User:Harej (WMF)/cloud
Executive summary
Introduction
Wikimedia Cloud Services expands on the core technical infrastructure of the Wikimedia projects by providing technical resources for tool developers and others working on software that benefits the Wikimedia movement. The Technical Engagement team at the Wikimedia Foundation wants to understand who uses Cloud Services, what they use Cloud Services for, and why. Since 2015 we have surveyed developers on our Toolforge platform to learn how to better improve that service; this year, we expanded our survey to include both Toolforge and Cloud VPS. We also included questions on tool development and MediaWiki development as major use cases for our platforms. With this additional feedback, we hope to get a better sense of how Wikimedia Cloud Services can contribute to the Wikimedia movement.
Methodology
We prepared a questionnaire containing 24 questions, covering topics including basic demographic information, use of the Toolforge and Cloud VPS platforms, specific use cases of Cloud Services, and feedback around the Cloud Services. Respondents answered different parts of the survey depending on whether they have used Toolforge or Cloud VPS or whether they identify as a "tool developer."
The survey was distributed to 1,722 Wikitech users based on their membership in one or more Cloud VPS project (including the Tools project).

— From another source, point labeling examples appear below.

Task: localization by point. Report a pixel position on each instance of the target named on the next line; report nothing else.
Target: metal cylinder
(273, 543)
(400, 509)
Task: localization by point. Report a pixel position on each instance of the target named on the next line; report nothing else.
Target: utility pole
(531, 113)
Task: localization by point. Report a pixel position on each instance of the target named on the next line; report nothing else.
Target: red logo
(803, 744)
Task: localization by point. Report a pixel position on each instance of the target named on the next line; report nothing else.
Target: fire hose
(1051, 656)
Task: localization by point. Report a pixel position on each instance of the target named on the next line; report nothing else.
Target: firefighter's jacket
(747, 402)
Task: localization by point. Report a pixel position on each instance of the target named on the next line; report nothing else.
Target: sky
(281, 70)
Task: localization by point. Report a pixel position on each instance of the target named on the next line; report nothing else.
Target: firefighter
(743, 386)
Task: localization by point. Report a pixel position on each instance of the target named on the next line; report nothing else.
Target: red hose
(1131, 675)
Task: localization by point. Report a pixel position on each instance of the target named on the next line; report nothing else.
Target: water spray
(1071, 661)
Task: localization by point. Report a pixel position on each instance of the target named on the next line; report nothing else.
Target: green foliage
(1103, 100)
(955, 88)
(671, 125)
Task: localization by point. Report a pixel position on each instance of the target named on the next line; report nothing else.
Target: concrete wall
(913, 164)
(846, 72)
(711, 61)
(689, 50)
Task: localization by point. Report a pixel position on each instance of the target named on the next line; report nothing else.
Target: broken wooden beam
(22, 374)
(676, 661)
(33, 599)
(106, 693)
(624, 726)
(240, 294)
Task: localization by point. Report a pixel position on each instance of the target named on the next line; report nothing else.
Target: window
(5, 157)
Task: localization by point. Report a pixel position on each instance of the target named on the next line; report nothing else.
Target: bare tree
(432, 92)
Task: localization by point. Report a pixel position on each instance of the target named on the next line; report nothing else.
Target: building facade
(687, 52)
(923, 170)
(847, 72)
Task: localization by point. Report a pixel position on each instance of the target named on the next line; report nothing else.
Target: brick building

The survey was completed by 163 respondents, a response rate of 9.5%. As this is not a random sample but a self-selecting sample, the results of this survey may not necessarily be statistically representative of the Cloud Services user population as a whole; rather, they reflect the perspectives of those who were motivated enough to respond.
The response set was divided into these demographic cohorts:
- Tool developers vs. non-tool developers
- Users of the predecessor Toolserver service vs. otherwise
- Wikimedia Foundation staff vs. non-staff
- Hours per week spent on tool development
- Number of tools maintained
- Number of years using Toolforge
For free-text responses, we tagged each response (where possible) with one or more categories, based on the different topics covered by the responses.
Findings
Demographics
Wikimedia Cloud Services provides computing resources free of charge to members of the community while also acting as an internal service provider for Wikimedia Foundation software engineers. Surveyed users of Toolforge and Cloud VPS are predominantly tool developers from the community: 85.9% of survey respondents identified as tool developers, while only 23.3% of survey respondents reported working for the Wikimedia Foundation as an employee, contractor, vendor, or intern. Though relatively few in number, staff possibly have a significantly different experience from the volunteer population. Affiliation with the Wikimedia Foundation as a member of staff was found to be associated with the frequency with which the Cloud Services team was contacted for support (p = 0.01), with feeling supported by the Cloud Services team (p < 0.01), and the amount of work done locally vs. remotely on Toolforge (p = 0.04). This may suggest that the user experience for Toolforge and Cloud VPS favors those with strong technical skills, connections to Wikimedia Foundation staff, or both.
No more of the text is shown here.